I believe I’m deserving of acclaim for having gone the past two weeks and not once mentioning the Super Bowl. In fact, other than a tweet announcing my phone number in Roman Numerals is DCCXXIV CMLXI MMDLVIII, I haven’t really thought about it.
But I fear if I don’t write something about the game, the NFL might revoke my blogging license and I’ll lose out on all these great blogging perks. So let’s ensure that doesn’t happen by filing some scattergun thoughts as the hype ascends to unbearable levels.
• I'm filled with dread knowing something I've avoided for 30 years is bound to happen in scant hours. Yes, I'll watch Madonna perform. Super Bowl halftime acts should be like host cities. We should just go back to the greats again and again. That means Petty, McCartney, Stones, Springsteen each get to play once very five or six years. And I get to pick who performs, which means every two or three years you get a Lucinda Williams, a Todd Snider or Robert Earl Keen.
• Tom Brady keeps making it easy to hate him. This week it was leaked that his supermodel wife Gisele Bundchen had written a sappy note to family and friends asking them all to pray that Tommy does well and leads the Patriots to victory. I'll pray that every Haitian refugee wins their first Super Bowl ring before I pray Tom Brady wins his fourth.
• The high in Indianapolis tomorrow will be about 44-degrees, or about 25-degrees cooler than it will be in New Orleans. Nothing against, Indy, but if I’m going to a Super Bowl, I want to see flowers, outdoor dining and be able to stroll around in short sleeves. The Super Bowl will be in New York City in two years. How long before it’s in Buffalo?
• Why not homeboy John Mellencamp in Indy instead of Madonna? My wife and I saw him with Dylan and Willie Nelson a few years ago. Didn’t know what the expect. The man rocks. He’d be perfect.
• The next step in halftime entertainment will be to project holograms of dead icons. And that will be magnificent. I’m thinking a 70-foot Elvis singing, “Hound Dog.”
• Something tells me this game will be remembered for a really bad call and it’ll involves a Giant defender hitting the Lady Brady just a tad too hard.
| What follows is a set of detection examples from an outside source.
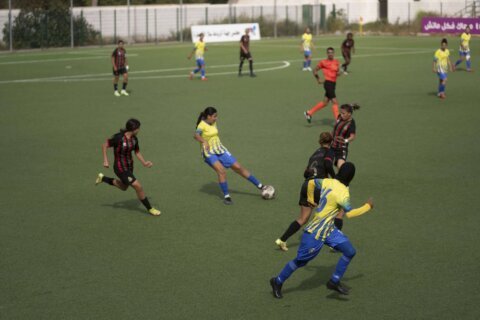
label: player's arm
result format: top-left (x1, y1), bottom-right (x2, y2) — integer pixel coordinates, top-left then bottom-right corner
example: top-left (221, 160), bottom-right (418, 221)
top-left (102, 140), bottom-right (110, 168)
top-left (193, 129), bottom-right (210, 152)
top-left (342, 198), bottom-right (373, 218)
top-left (135, 150), bottom-right (153, 168)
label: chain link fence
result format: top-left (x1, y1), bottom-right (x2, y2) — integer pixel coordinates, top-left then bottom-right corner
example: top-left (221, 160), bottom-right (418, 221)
top-left (0, 0), bottom-right (480, 50)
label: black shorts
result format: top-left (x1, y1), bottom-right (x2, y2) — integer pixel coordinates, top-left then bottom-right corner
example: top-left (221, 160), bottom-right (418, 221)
top-left (240, 50), bottom-right (252, 60)
top-left (298, 179), bottom-right (320, 208)
top-left (323, 80), bottom-right (337, 100)
top-left (112, 67), bottom-right (128, 76)
top-left (333, 148), bottom-right (348, 165)
top-left (342, 50), bottom-right (352, 60)
top-left (113, 168), bottom-right (137, 186)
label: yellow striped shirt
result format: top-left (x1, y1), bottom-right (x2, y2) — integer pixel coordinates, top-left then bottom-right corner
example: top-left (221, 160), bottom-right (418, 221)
top-left (196, 120), bottom-right (228, 158)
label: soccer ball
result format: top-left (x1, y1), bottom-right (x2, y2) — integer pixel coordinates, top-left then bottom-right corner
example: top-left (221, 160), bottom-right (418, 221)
top-left (262, 186), bottom-right (275, 200)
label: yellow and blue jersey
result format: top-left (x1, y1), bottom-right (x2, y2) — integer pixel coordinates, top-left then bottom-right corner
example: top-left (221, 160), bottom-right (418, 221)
top-left (460, 32), bottom-right (472, 52)
top-left (305, 179), bottom-right (352, 241)
top-left (196, 120), bottom-right (228, 158)
top-left (302, 33), bottom-right (312, 51)
top-left (195, 41), bottom-right (205, 60)
top-left (433, 49), bottom-right (450, 73)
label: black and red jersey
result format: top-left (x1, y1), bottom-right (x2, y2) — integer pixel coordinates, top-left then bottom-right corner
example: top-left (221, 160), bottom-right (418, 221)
top-left (240, 35), bottom-right (250, 52)
top-left (332, 116), bottom-right (356, 149)
top-left (112, 48), bottom-right (127, 69)
top-left (107, 132), bottom-right (140, 172)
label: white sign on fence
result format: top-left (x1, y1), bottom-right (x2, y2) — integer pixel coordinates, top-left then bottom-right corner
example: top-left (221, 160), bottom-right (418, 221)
top-left (191, 23), bottom-right (260, 43)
• How come Elton John’s never been asked to perform halftime duties? He’s only the most popular and beloved performer on the planet. I’m loving him as much for being so provocative and honest as for all his indelible music. When asked what he thought Madonna should do on Sunday, he advised, “Try not to lip-synch too badly.” A few years ago he described Keith Richards as resembling an “arthritic monkey.” The bitch is back? The bitch never left.
• The only reason I’m happy Pittsburgh got bounced from the playoffs was because it spars us from seeing our idiot mayor participating in those ridiculous inter-city bets the media for some reason feel obliged to cover.
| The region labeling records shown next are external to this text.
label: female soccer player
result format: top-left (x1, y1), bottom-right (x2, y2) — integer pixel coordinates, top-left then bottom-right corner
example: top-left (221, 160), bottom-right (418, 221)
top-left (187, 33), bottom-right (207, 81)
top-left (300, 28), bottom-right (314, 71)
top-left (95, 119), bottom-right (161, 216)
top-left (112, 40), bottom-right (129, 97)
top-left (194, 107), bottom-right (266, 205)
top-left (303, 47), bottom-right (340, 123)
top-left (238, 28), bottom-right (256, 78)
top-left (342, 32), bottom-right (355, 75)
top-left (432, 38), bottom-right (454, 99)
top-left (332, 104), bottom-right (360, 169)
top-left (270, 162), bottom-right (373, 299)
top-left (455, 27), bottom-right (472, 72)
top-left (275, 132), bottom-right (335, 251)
• I’m surprised Bundchen’s note didn’t reveal she spells her husband’s name “Tawmmi” with a little smiley heart dotting the i.
• Other great future hologram performers: Sinatra, Tina Turner, Chuck Berry, James Brown and one day, yes, The Beatles. Mark my words, if there’s a rock ‘n’ roll heaven, one day they’ll reunite on stage at the Bridgestone Super Bowl Halftime Show. It’s bound to happen.
• I hope the Giants so relentlessly and fiercely pursue Tawmmi that he visibly wets his pants and the stain reveals he pees pink.
• My prediction: Giants 27, Patriots 17. Wake me when it’s over.